For these reasons, for most kids most if not all their education happens in schools, where children are required or feel compelled to go. Outside of school though, now perhaps more than ever, children lead very different lives. With intensifying educational and job competition plus rising income and wealth inequality, upper and upper-middle class parents are investing more money and time into after-school and weekend enrichment – tutoring, test prep, music, arts, travel, etc. – (not to mention better schools) for their kids (Lareau 2003, Putnam 2015). In contrast, lower-income parents often don’t have the resources or wherewithal for such investment so their kids are more likely to play on their own, naturally gravitating to video games, TV, and other alluring entertainment.

Of course, much can still be done in schools to improve student learning, but a lot of public discourse on education pays insufficient attention to what happens outside of school. There is, no doubt, much and longstanding interest in how families, nonprofits and governments can nurture children’s development (e.g., see Cotton & Wikelund 1989, Carter 2002, Harvard Family Research Project 2012).
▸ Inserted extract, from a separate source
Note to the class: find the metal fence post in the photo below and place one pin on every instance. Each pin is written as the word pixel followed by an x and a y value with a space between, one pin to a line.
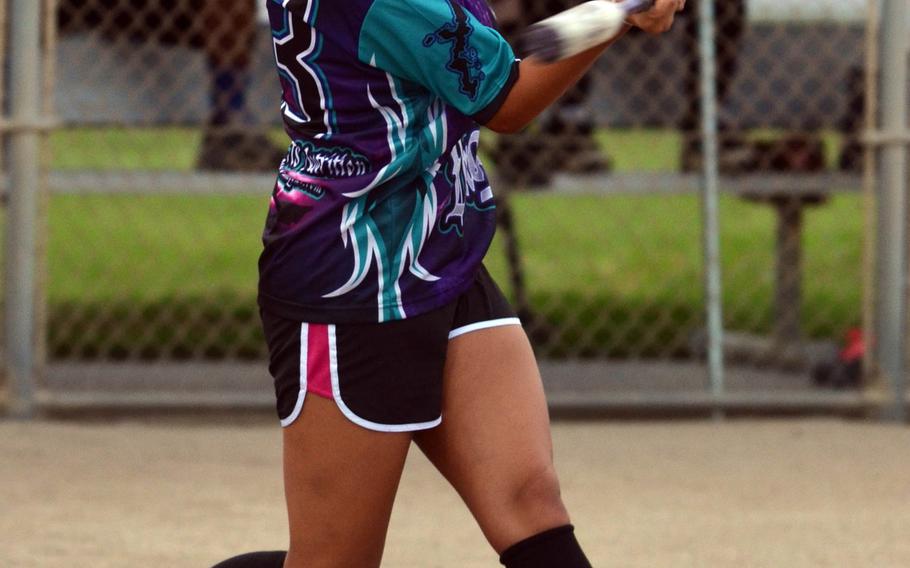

But there is less attention paid to developing new ways to nurture a wider culture of learning to counter the pervasive entertainment industry. Educational video games are proliferating, yet still constitute a small fraction of video game sales.

Learning Life’s approach to nurturing a wider culture of learning is different. By spreading knowledge (e.g., facts, questions, comparisons) on important public topics from food psychology to terrorism through everyday surfaces – napkins, placemats, fortune cookies as well as PCs, tablets and phones via our website and social media pages – we’re working to develop not deliberate learning, but incidental learning: the unplanned occasions for learning in everyday life. Using everyday surfaces to spur incidental learning is not a panacea, but it is a largely undeveloped tool for nurturing a wider culture of learning, especially among the too many students failing knowledge tests like NAEP.

Paul Lachelier, Ph.D.
Founder, Learning Life

References

Carter, Susanne. 2002. “The Impact of Parent/Family Involvement on Student Outcomes.” Eugene, OR: Direction Service.

Cotton, Kathleen, and Karen Reed Wikelund. 1989. “Parental Involvement in Education.”   Washington, DC: U.S. Department of Education Office of Educational Research & Improvement.

Harvard Family Research Project. 2012. “Family Engagement in Early Childhood.” Cambridge, MA: Harvard Graduate School of Education.

Lareau, Annette. 2003. Unequal Childhoods: Class, Race, and Family Life. Berkeley, CA: University of California Press.

National Assessment of Educational Progress. 2015. “New Results Show Eighth-Graders’ Knowledge of U.S. History, Geography, and Civics.”

Putnam, Robert D. 2015. Our Kids: The American Dream in Crisis. New York: Simon & Schuster.